A legislação brasileira contempla duas modalidades de bem de família: o legal e o voluntário. O bem de família legal está regulamentado pela Lei nº 8.009/1990 e se aplica automaticamente ao imóvel residencial do casal, ou da entidade familiar, independentemente de qualquer ato formal. Basta que o imóvel sirva de moradia da família para que seja protegido contra penhora por dívidas civis, comerciais, fiscais ou de qualquer outra natureza. Essa proteção é ampla, mas não absoluta: a própria lei estabelece exceções, como nos casos de execução por dívida de pensão alimentícia, financiamento do próprio imóvel ou encargos tributários do bem.

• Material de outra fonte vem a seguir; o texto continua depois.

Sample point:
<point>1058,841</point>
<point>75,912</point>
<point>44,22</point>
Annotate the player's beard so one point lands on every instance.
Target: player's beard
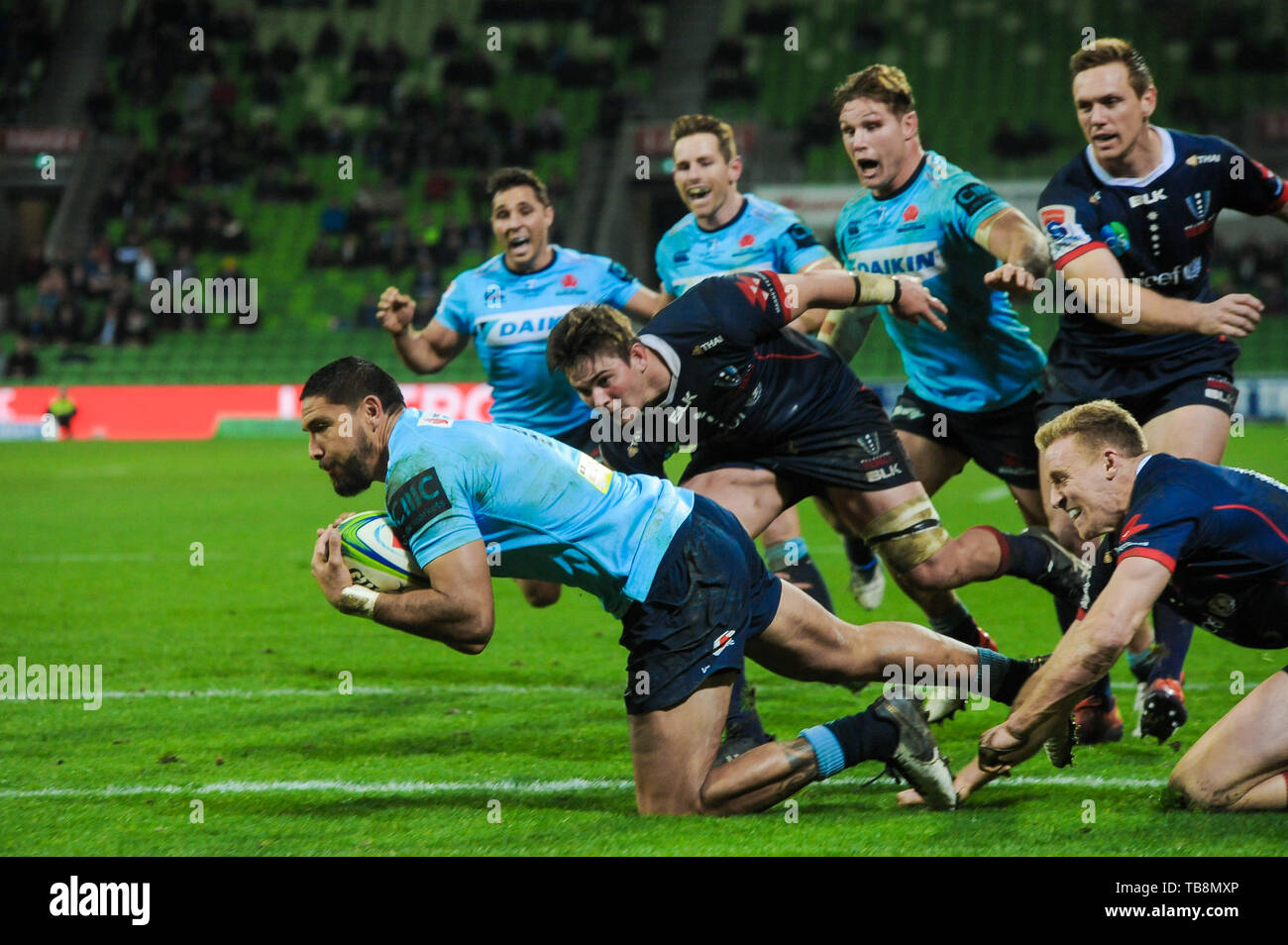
<point>353,475</point>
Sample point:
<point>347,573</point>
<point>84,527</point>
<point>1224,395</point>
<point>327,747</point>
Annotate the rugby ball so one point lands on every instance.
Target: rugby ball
<point>375,557</point>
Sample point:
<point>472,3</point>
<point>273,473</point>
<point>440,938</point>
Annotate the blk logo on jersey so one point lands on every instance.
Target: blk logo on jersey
<point>1138,200</point>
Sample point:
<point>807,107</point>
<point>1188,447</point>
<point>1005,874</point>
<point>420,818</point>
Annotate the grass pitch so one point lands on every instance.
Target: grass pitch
<point>224,686</point>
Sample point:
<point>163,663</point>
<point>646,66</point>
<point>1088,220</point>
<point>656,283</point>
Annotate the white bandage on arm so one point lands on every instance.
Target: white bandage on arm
<point>875,288</point>
<point>359,601</point>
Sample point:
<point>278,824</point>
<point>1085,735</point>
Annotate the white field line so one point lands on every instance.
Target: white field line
<point>428,689</point>
<point>497,787</point>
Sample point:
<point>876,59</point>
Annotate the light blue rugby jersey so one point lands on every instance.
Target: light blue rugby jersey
<point>986,361</point>
<point>763,236</point>
<point>542,509</point>
<point>510,317</point>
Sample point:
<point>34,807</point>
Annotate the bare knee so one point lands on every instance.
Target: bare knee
<point>1189,788</point>
<point>540,593</point>
<point>930,575</point>
<point>669,803</point>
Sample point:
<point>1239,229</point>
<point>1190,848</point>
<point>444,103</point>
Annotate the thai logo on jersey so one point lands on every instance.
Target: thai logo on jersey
<point>1063,230</point>
<point>871,443</point>
<point>1116,237</point>
<point>923,259</point>
<point>516,327</point>
<point>706,345</point>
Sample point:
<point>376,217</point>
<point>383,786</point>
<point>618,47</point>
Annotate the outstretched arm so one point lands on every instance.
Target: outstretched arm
<point>456,609</point>
<point>426,352</point>
<point>1085,653</point>
<point>1010,236</point>
<point>1111,296</point>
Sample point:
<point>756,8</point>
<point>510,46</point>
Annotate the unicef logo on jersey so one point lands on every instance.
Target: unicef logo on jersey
<point>1116,237</point>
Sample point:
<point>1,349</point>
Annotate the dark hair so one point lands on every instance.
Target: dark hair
<point>589,331</point>
<point>880,82</point>
<point>507,178</point>
<point>1113,50</point>
<point>706,124</point>
<point>348,380</point>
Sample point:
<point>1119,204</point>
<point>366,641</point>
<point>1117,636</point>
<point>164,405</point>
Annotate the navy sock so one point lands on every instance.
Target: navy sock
<point>957,623</point>
<point>1172,632</point>
<point>1006,677</point>
<point>742,720</point>
<point>845,742</point>
<point>859,554</point>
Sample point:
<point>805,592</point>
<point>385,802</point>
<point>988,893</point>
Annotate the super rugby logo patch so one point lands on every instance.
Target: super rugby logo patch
<point>722,641</point>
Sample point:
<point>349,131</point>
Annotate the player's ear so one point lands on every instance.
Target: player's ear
<point>1149,101</point>
<point>911,125</point>
<point>639,357</point>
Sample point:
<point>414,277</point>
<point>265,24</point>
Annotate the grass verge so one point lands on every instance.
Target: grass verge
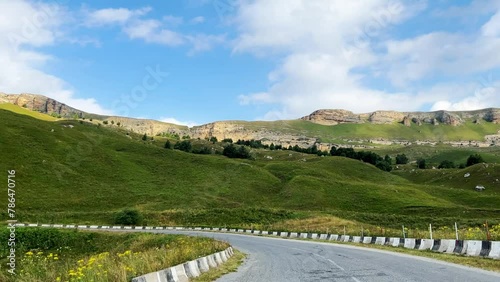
<point>70,255</point>
<point>229,266</point>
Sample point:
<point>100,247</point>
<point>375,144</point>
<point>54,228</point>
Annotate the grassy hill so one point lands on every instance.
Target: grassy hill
<point>76,172</point>
<point>465,132</point>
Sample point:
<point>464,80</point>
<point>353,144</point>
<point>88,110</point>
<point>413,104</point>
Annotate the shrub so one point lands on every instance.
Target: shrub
<point>447,164</point>
<point>421,163</point>
<point>128,217</point>
<point>474,159</point>
<point>183,146</point>
<point>232,151</point>
<point>401,159</point>
<point>168,145</point>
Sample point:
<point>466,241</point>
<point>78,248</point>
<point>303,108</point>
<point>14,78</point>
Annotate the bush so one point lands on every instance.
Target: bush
<point>168,145</point>
<point>401,159</point>
<point>474,159</point>
<point>232,151</point>
<point>203,151</point>
<point>128,217</point>
<point>447,164</point>
<point>421,164</point>
<point>184,146</point>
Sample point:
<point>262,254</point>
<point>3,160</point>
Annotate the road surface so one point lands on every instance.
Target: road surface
<point>276,260</point>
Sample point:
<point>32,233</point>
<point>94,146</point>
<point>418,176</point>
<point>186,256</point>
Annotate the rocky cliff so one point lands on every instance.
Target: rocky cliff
<point>334,117</point>
<point>283,133</point>
<point>41,104</point>
<point>50,106</point>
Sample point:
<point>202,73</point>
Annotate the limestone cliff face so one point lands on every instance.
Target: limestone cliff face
<point>49,106</point>
<point>333,117</point>
<point>41,104</point>
<point>147,126</point>
<point>385,117</point>
<point>247,131</point>
<point>236,130</point>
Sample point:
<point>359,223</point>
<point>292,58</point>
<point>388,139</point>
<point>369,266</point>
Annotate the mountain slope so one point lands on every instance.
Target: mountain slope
<point>74,171</point>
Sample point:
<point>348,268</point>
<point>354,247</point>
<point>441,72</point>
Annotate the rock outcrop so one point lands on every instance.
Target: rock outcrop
<point>386,117</point>
<point>266,132</point>
<point>333,117</point>
<point>41,104</point>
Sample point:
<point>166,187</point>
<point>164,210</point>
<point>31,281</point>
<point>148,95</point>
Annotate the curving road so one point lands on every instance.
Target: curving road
<point>272,259</point>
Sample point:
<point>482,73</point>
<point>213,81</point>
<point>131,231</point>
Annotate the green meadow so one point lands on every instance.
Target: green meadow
<point>86,173</point>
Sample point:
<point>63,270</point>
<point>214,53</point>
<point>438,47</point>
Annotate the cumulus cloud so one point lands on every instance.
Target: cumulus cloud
<point>156,31</point>
<point>26,26</point>
<point>113,16</point>
<point>331,49</point>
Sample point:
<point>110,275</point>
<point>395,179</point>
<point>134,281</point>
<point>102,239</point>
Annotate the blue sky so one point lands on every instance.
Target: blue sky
<point>198,61</point>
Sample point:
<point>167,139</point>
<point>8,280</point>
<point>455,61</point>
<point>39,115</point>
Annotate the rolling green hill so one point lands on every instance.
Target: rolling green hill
<point>396,131</point>
<point>76,172</point>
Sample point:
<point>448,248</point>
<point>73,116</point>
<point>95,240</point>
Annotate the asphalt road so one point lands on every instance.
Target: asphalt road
<point>272,259</point>
<point>277,260</point>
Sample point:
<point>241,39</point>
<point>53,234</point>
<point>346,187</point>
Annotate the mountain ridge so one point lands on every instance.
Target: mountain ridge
<point>305,131</point>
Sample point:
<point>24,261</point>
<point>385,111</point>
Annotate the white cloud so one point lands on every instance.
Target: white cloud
<point>486,95</point>
<point>114,16</point>
<point>24,27</point>
<point>178,122</point>
<point>197,20</point>
<point>135,26</point>
<point>172,20</point>
<point>314,37</point>
<point>151,31</point>
<point>329,49</point>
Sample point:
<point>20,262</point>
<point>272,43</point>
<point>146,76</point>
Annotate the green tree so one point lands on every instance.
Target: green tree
<point>421,163</point>
<point>401,159</point>
<point>474,159</point>
<point>185,146</point>
<point>446,164</point>
<point>384,165</point>
<point>232,151</point>
<point>168,145</point>
<point>388,159</point>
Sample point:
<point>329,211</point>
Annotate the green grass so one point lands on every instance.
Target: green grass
<point>87,173</point>
<point>71,255</point>
<point>465,132</point>
<point>231,265</point>
<point>20,110</point>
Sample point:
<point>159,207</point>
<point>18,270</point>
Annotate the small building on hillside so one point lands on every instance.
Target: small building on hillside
<point>480,188</point>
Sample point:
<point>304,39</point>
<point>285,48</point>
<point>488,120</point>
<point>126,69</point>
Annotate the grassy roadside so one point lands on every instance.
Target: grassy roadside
<point>230,266</point>
<point>70,255</point>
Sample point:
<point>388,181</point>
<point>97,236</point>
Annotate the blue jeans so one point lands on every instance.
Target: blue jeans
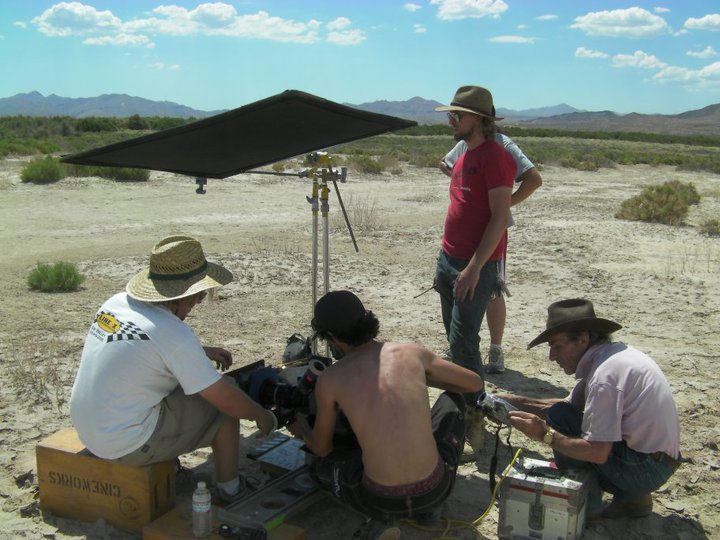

Já o bem de família voluntário encontra-se disciplinado nos artigos 1.711 a 1.722 do Código Civil e depende da vontade do instituidor, que deve formalizar o ato por meio de escritura pública e registrá-lo no Cartório de Registro de Imóveis. Diferente do legal, o bem de família voluntário pode recair sobre qualquer imóvel, urbano ou rural, desde que respeitado o limite de um terço do patrimônio líquido da pessoa instituidora. Seu objetivo, portanto, é mais amplo, permitindo que alguém destine determinado patrimônio à proteção familiar, mesmo que não se trate da residência principal.
O bem de família representa mais do que uma simples restrição à responsabilidade patrimonial; ele é uma expressão concreta de valores constitucionais, como a dignidade da pessoa humana, a proteção à moradia e a prioridade da família na estrutura social. Ao estabelecer limites à atuação dos credores e ao conferir segurança jurídica à residência familiar, o ordenamento jurídico brasileiro promove não apenas justiça patrimonial, mas também proteção à convivência familiar e à paz no âmbito doméstico.
Embora o bem de família seja, em regra, impenhorável, o ordenamento jurídico brasileiro estabelece exceções claras e taxativas a essa proteção, permitindo que o imóvel destinado à residência da entidade familiar seja objeto de penhora em determinadas hipóteses. Tais exceções estão previstas principalmente no artigo 3º da Lei nº 8.009/1990, que regula o bem de família legal, e decorrem da necessidade de harmonizar a proteção do domicílio com outros interesses igualmente relevantes, como o cumprimento de obrigações alimentares ou o pagamento de dívidas originadas do próprio imóvel.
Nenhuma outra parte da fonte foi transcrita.